Paradoxe Appelle sind eine spezielle Form von  Appellen. Bei ihnen gibt der Sender dem Empfänger das Gegenteil dessen auf, was er erreichen möchte. Sie versuchen sich die Tatsache zunutze zu machen, dass Appelle oft einen Druck ausüben, der beim Empfänger einen Gegendruck hervorruft ( Reaktanz). Beispielsweise lässt sich beobachten, dass ein Kind, wenn seine Mutter es dazu anhält, noch lauter zu schreien und ja nicht damit aufzuhören, in der Regel den Reiz an seinem Tun verliert. Alfred Adler zufolge liegt hier das Prinzip zugrunde, dass das Kind seine Größe fühlt, indem es das Gegenteil dessen tut, was man von ihm möchte. So kann es zum Beispiel vorkommen, dass ein Empfänger sich einem Appell widersetzt, nicht weil er ihn sachlich ablehnen würde, sondern weil er ihn als unzulässigen Eingriff in sein persönliches Entscheidungsrecht und in seine Eigenständigkeit erlebt und die Befolgung somit dem Eingeständnis einer persönlichen Niederlage gleichkäme. Umgekehrt kann die Nichtbefolgung als Beweis der eigenen Unabhängigkeit erlebt werden, und somit als Gelegenheit, die eigene Größe zu fühlen (schon dadurch, dass dem appellierenden Sender ein Misserfolg beschert wird). Auch wenn ein paradoxes Vorgehen in der Erziehung punktuell überaus erfolgreich sein kann, gerät die aufrichtige Beziehung zwischen Eltern und Kind dadurch in Gefahr.

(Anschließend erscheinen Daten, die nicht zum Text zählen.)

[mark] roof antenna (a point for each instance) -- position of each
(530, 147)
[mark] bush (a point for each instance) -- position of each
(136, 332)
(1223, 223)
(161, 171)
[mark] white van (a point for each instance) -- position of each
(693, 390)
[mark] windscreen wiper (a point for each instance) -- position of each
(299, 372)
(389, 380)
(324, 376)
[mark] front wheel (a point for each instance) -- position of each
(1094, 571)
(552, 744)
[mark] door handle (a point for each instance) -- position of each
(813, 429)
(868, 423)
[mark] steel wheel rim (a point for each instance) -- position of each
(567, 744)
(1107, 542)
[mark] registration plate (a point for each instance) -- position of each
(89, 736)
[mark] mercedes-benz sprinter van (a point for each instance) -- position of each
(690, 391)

Es sollte daher, wenn überhaupt, nur sparsam angewendet werden, und nur in einem humorvollen Kontext.

In manchen Therapieformen werden paradoxe Appelle bewusst eingesetzt, um ungünstige Verhaltensmuster zu «verstören». Zum Beispiel verändert sich das Streitverhalten eines Ehepaars, wenn ihm vorgegeben wird, nur noch an bestimmten Tageszeiten zu streiten. In ähnlicher Weise führt das absichtliche Herbeiführen eines Tics dazu, dass dieser seinen spontanen Charakter verliert. Der Klient wird Herr über sein Symptom, ist ihm nicht mehr ausgeliefert.

Literatur

Miteinander reden 1, S. 277ff. (S. 237ff.)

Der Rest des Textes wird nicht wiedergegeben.